そうした全体的な姿を見て、さらにその全身から発せられる強い神気を合わせると、考えられる存在は一つしかなかった。
「東洋龍。善性の方の龍だね」
満景が予想した正体について、班員の面々も同意する頷きを返す。
そして鬼瓦先生も、予想に同意する。
「あの龍は、入居者がいなかった貸し部屋に住みついてしまったらしくてな。このタワマンの管理者が困って、連絡をしてきたんだ。どうにか追い出してはくれないかってな」
鬼瓦先生の説明に、手水舎が異を唱える。
「本気で言っているのですか。龍が住みついた家など、どれほど権力者が求めても手に入れられないものですよ。悪龍ならまだしも、善なる龍を不信神に追い出すことを求めるだなんて」
その手水舎の言葉を聞いて、満景はおずおずと挙手して質問する。
「不勉強で申し訳ないけど。どうして龍が家に住みつくのを良しとしているんだい? 部屋一つ占拠されてるんだから、実害は出ていると思うけど?」
「……はぁ~。分かっておりませんね。善なる龍という存在は、近くにいるだけで、周囲に幸運を振りまいてくださる益神なのです。龍が住む家を所持するということは、龍が離れるまで家の繁栄が約束されたも同然。逆に龍を追い出すということは、幸運も手放すということになるのです」
なるほどと満景や他の班員が納得する素振りをする中、鬼瓦先生だけが意見を別にしていた。

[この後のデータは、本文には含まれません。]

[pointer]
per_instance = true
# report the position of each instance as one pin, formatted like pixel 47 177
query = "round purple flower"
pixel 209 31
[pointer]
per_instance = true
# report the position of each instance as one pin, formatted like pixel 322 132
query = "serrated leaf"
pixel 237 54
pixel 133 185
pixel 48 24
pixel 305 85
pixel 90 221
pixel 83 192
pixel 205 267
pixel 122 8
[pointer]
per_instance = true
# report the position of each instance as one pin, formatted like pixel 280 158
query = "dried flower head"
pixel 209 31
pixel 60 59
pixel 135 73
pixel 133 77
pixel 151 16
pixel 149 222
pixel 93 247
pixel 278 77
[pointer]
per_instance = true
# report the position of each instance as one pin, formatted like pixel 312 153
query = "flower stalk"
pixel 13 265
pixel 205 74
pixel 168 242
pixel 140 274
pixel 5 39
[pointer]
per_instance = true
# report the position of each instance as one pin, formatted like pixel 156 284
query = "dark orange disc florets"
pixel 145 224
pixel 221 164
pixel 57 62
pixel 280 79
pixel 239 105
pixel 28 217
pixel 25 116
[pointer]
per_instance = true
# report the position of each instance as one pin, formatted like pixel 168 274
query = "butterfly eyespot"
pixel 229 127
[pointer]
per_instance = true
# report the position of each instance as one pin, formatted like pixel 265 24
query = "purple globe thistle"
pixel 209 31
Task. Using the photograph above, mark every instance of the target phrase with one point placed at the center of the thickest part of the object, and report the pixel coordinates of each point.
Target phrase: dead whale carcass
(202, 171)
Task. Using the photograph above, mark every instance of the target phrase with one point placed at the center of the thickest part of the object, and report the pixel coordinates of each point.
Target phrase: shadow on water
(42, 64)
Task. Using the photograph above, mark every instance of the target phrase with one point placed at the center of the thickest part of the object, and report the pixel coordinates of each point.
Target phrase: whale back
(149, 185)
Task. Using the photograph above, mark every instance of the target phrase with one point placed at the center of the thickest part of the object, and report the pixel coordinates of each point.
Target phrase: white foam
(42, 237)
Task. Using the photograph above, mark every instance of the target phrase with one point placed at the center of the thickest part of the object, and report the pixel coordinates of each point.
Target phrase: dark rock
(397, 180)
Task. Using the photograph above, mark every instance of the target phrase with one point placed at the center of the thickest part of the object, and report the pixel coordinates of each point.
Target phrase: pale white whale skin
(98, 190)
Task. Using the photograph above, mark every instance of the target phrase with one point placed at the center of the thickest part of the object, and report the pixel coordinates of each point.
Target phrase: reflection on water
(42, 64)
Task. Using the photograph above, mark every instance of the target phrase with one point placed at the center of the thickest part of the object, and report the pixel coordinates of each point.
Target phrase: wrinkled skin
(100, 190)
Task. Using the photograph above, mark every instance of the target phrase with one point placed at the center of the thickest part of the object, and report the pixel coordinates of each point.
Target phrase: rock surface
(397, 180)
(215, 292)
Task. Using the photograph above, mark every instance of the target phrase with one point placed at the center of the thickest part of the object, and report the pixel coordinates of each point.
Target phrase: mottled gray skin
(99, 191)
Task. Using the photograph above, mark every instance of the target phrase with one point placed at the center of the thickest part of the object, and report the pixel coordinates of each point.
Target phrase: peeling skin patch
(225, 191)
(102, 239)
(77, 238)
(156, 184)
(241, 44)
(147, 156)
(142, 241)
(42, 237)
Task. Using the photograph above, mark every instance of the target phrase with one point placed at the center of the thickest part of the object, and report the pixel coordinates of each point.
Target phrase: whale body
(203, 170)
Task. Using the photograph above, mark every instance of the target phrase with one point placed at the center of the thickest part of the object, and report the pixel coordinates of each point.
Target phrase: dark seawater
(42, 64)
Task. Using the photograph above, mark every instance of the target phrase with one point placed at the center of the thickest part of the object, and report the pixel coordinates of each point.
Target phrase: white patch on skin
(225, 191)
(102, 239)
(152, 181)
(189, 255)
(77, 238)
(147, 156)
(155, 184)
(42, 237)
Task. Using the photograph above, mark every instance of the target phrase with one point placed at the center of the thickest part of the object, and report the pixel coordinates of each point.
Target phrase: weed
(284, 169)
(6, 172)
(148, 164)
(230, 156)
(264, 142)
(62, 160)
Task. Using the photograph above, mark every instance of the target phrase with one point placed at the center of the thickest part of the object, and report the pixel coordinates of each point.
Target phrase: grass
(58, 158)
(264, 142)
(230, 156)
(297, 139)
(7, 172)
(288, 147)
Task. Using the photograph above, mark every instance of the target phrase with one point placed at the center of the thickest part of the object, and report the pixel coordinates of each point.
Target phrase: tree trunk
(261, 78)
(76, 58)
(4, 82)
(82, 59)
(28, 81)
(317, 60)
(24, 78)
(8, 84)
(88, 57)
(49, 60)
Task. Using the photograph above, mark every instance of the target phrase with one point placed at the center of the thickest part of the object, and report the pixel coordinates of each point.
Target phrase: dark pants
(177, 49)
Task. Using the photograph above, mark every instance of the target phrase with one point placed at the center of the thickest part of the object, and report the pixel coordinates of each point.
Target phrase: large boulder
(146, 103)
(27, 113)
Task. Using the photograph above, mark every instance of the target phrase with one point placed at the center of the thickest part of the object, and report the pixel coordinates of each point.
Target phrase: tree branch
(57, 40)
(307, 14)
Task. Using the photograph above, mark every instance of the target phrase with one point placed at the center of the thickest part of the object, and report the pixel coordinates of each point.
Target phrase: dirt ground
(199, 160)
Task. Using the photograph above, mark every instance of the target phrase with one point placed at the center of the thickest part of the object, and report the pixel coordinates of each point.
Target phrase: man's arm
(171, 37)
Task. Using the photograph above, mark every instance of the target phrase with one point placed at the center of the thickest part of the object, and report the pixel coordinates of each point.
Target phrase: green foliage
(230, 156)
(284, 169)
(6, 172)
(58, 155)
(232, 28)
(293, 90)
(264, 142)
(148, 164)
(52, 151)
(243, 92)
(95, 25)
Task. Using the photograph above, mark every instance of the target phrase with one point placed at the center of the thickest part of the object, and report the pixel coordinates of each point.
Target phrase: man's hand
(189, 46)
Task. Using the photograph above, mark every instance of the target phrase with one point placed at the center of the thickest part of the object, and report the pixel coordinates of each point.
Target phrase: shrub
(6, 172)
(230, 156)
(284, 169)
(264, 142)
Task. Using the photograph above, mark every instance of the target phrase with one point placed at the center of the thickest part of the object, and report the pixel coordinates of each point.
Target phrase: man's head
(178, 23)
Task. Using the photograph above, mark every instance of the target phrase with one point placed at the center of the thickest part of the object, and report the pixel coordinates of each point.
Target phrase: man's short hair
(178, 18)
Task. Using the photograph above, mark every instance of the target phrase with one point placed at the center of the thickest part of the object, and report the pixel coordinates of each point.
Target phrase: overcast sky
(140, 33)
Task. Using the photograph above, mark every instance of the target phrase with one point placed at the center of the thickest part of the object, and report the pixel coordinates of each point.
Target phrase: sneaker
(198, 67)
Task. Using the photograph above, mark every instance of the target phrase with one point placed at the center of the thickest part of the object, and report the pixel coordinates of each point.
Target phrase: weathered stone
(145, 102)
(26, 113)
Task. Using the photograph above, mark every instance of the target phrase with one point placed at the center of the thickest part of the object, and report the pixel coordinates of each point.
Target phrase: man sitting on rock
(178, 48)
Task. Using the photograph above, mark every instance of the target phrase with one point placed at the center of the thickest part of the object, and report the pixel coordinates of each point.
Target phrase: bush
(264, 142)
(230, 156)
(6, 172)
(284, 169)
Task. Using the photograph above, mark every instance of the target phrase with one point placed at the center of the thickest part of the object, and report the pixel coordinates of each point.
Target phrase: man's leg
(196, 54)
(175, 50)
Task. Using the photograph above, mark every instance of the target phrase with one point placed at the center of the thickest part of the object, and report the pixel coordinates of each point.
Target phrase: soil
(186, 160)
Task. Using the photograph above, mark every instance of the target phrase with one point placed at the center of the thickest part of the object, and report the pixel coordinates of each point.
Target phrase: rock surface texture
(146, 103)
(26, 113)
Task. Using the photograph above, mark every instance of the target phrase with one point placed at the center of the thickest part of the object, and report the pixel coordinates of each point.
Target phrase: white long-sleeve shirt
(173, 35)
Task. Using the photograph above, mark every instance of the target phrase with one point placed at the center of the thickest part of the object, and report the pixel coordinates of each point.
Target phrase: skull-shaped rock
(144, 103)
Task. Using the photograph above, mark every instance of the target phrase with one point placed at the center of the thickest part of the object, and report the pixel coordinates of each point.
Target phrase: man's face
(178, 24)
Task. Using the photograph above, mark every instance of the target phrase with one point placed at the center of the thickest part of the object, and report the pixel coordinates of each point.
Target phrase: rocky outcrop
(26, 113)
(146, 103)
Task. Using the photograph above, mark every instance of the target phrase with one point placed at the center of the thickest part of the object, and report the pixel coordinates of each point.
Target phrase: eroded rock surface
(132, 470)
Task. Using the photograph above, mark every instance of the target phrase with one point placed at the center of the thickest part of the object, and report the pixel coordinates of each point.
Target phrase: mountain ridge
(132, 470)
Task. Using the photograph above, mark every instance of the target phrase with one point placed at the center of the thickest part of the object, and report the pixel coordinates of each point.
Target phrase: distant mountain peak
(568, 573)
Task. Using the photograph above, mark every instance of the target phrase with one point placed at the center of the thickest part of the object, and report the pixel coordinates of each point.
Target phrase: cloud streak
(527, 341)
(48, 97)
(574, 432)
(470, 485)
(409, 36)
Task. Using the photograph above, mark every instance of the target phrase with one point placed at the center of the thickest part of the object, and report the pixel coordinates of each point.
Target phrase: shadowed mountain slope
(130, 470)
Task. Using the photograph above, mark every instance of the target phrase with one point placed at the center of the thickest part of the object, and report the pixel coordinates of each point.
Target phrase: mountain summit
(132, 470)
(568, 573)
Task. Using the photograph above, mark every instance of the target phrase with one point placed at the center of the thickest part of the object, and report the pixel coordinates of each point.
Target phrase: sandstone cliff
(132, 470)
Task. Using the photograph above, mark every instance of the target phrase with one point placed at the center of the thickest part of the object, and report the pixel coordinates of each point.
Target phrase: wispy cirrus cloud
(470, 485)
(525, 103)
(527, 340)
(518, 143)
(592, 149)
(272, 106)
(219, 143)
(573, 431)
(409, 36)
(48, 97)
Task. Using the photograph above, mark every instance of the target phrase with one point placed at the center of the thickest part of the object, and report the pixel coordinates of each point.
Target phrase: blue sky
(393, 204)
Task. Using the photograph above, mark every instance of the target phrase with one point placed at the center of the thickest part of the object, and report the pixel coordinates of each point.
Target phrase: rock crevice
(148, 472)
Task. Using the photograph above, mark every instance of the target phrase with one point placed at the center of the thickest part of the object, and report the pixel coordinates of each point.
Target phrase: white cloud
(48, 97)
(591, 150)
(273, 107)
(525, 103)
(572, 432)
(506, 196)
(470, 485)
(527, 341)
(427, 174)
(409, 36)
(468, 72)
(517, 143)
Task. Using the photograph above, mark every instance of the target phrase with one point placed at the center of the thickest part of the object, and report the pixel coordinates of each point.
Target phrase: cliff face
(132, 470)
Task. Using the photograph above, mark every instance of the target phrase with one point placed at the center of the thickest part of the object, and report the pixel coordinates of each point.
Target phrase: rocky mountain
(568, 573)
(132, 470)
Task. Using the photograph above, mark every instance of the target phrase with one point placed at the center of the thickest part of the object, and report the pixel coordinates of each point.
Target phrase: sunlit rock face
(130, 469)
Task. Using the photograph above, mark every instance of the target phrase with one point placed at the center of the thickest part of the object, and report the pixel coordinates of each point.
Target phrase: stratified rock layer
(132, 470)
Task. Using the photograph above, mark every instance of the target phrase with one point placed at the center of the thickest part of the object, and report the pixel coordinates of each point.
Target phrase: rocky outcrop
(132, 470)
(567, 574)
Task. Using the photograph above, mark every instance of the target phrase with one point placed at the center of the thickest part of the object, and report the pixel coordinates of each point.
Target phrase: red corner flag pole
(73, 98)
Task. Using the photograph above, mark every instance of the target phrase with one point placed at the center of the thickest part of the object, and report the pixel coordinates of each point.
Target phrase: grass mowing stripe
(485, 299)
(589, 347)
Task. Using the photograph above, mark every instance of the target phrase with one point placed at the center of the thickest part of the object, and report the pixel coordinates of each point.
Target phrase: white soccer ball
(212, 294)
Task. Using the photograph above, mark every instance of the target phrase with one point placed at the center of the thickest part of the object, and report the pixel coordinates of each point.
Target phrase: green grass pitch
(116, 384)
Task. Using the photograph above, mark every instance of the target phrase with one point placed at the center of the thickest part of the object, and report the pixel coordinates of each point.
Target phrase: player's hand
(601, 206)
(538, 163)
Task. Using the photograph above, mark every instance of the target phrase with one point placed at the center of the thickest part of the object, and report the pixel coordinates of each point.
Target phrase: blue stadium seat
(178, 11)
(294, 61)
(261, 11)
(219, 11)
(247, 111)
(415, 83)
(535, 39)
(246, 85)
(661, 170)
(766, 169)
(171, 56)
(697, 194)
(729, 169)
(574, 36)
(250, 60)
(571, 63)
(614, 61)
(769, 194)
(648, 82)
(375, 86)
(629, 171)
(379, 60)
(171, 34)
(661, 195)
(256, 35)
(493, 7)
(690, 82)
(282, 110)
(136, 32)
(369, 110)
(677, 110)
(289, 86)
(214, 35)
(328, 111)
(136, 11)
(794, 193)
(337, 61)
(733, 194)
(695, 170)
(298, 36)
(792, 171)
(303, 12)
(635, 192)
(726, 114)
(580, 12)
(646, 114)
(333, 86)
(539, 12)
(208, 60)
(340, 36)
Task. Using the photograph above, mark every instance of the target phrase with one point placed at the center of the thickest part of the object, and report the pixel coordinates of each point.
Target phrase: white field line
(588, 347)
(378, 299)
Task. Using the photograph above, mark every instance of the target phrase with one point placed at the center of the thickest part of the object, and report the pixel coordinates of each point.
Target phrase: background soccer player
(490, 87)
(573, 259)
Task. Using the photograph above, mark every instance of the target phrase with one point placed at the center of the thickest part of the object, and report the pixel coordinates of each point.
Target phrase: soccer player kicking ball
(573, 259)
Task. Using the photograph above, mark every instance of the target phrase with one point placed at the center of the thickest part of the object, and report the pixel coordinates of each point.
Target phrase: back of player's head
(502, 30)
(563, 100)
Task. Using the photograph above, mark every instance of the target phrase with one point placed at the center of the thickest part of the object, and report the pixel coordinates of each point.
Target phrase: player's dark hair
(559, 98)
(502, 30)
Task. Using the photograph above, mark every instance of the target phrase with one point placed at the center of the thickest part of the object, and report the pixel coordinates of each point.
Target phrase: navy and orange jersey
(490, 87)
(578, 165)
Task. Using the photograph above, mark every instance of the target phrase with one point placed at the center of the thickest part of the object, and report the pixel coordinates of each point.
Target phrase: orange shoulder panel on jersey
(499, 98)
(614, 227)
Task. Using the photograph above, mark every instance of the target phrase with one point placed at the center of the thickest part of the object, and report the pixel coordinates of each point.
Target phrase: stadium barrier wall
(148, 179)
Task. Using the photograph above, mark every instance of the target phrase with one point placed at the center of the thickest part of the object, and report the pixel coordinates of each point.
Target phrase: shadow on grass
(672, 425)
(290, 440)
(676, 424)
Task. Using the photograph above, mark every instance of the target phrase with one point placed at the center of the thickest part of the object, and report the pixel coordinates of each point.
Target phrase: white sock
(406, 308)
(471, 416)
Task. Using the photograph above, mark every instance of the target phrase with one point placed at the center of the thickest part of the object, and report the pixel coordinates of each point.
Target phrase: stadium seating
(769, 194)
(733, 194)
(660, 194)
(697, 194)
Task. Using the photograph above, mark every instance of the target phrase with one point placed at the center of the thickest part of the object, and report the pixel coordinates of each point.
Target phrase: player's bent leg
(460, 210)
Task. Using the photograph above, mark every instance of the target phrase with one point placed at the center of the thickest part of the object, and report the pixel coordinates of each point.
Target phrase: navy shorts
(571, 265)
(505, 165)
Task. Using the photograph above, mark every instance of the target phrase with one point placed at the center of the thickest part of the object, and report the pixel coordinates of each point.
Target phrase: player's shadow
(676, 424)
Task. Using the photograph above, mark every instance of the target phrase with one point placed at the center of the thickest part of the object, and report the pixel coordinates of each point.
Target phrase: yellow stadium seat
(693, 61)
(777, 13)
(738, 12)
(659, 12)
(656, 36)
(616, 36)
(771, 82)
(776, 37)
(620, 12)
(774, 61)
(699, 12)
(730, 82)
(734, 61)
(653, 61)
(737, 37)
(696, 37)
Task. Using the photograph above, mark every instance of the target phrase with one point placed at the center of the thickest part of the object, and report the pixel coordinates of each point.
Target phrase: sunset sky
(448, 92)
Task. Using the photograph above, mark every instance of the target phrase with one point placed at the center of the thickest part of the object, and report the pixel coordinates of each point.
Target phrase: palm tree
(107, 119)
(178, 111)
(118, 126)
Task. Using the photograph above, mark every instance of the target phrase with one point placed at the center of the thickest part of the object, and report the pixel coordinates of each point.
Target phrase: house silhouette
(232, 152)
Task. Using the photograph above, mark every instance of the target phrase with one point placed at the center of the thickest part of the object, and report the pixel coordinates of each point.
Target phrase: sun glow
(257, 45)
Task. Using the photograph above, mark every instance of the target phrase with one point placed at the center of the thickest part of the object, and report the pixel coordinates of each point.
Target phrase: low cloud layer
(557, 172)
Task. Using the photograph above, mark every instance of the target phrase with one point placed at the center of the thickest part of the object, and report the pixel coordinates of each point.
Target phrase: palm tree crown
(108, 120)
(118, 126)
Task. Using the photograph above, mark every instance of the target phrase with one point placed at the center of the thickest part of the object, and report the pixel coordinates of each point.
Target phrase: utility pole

「手水舎が語った内容は、龍の一面でしかない。そして何事も、用法用量を守ってこそってのを忘れているな」
「……わたくしの説明のどこが問題だったのでしょう?」
手水舎が腹を立てた様子で窺うと、鬼瓦先生が更なる説明をしてくれた。
「善の龍が周囲に与えるのは、幸運ではなく龍気だ。いま俺たちが感じているビリビリとした感覚が、その龍気だ。そして龍気を浴びた者は、体調が良くなり、感覚が研ぎ澄まされ、軽い超人化を引き起こす。超人化を果たすと、人は人生で訪れたチャンスを簡単に掴めるようになる。これが、龍がいると幸運になるというメカニズムの正体だ」
龍気によって軽いチート状態になっているから、人生が楽勝になる。そして龍気を浴びて超人化している自覚がない場合だと、単純に運がいいと感じるまでに留まるということらしい。
(原因や正体がなんであれ、人生が楽勝に暮らせているのなら、理由はなんでもいいんじゃ?)
満景はそう思ってしまったが、鬼瓦先生に言わせてもらうと違うらしい。
「龍気なんて、龍に関する専門的な知識を持つ霊能者以外じゃ長く浴びちゃいけない、劇物のようなものだ。超人化も、強い薬で身体能力を無理やり上げているような状態だから、個々人の許容量を超えると、その途端に無理がでてくる」
鬼瓦先生は、何かを思い出すように視線を上向かせる。
「ある者は物事を予想する能力が強化され、先物取引やギャンブルで大金を得ることができた。それでも龍気を浴び続けた結果、ありとあらゆる未来の予想が勝手に頭に浮かぶようになり、現実に起こっていることなのか未来のビジョンなのかが分からなくなって廃人になった。ある者は五感が鋭敏になり、狩りで多くの獲物を得られるようになった。しかし超人化で全ての体神経に負担がかかり続けた結果、焼き切れて使い物にならなくなり、見えも聞きも感じもできない無限の暗闇の住民になった」
それ以外にもと、道行く人の全てが勝手に見えるようになった占い師や、人の動きを敏感に捉えすぎるようになったことで怯え暮らすようになった武将の話をしてくれた。
「要するに龍気は、少量を短時間なら益が大きいが、大量かつ長時間となると人の身を壊す害となるわけだな。そして、この龍の気による住民への影響は、益より害の方が大きくなりつつある。だからタワマンのオーナーが、龍を追い出してくれと言ってきたって話に繋がるわけだ」
事情を知った後で、満景は単純な疑問を鬼瓦先生に投げかけた。
「話はわかりましたけど、龍を追い出すことなんて出来るんですか?」
逸話に語られるだけでも、龍の扱いは慎重にするべきだと分かる。
日本にある逸話で龍を怒らせると、川が氾濫したり、山が崩落したりと、災害に結びつく結果が多い
満景が、もしマンションの部屋でとぐろを巻いている龍を怒らせでもしたら、このタワマンが崩落する可能性が高い。
少なくとも満景は、龍を怒らせずに住処から追い出す術を、師匠たちから教わっていないので知らなかった。